Monday, February 18, 2013

Getting Input, But Not The Wrong Kind

One of the things that I noticed a while back is that quite often it seems impossible to get others to provide their input to a design or document.  Nobody wants to respond to your questions, or doesn't have the time, etc.

So I started presenting every document or design as a strawman - I made sure to put in things that I thought good but controversial into every section.  Then I sent it out for review as version 0.1.

The controversial ideas would galvanize the reviewers to respond with their better ideas.  It seems that while few will stick their necks out to propose solutions, almost everyone is comfortable with criticizing someone else's solution.  It seems to allow everyone to assume their preferred role in the organization - wise sage, gadfly, elder statesman, or just plain old curmudgeon - without risk.  It's not their idea that's being looked at, and if their input is ignored, they are free from blame, but if the idea is a success, they contributed to the discussion, and therefore helped bring it to market!
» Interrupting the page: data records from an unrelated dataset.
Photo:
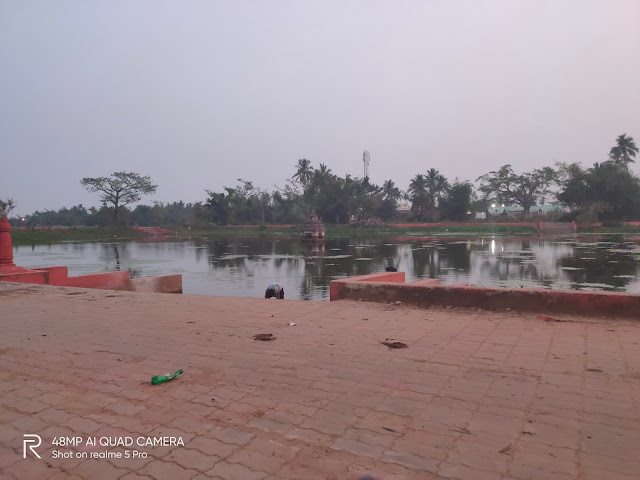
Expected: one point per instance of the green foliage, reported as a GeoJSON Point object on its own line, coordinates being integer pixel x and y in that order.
{"type": "Point", "coordinates": [6, 206]}
{"type": "Point", "coordinates": [606, 191]}
{"type": "Point", "coordinates": [119, 190]}
{"type": "Point", "coordinates": [457, 202]}
{"type": "Point", "coordinates": [624, 151]}
{"type": "Point", "coordinates": [505, 186]}
{"type": "Point", "coordinates": [425, 193]}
Curiously, there is a counterpoint to this situation - sometimes you have a manager/PM/customer who cannot allow a document to pass by without making some changes.  I'm not the only one to notice this, not by far.  And the solution is exactly as described - make some very specific things either wrong or superfluous, and let the manager/PM/customer tell you to change them. 

A corollary to this happened to me at my first job.  We had a group of senior customer executives visiting to see our initial demo of the product.  We showed them what we had - a mockup running on a terminal, and then they were shown the various other bit s of technology that were being assembled into the final product.  Now, this product had some very specific color-coding of icons on the UI, and we were already planning on making the color specifications loadable from a configuration, to allow for the differences in the color monitors of that time, yet we had the whole group of executives staring at a screensaver trying to point out some specific colors that specific icons needed to be.  It was something that was best dealt with in a document, but they felt the need to impress us (or each other) with their acumen at determining between close shades of magenta.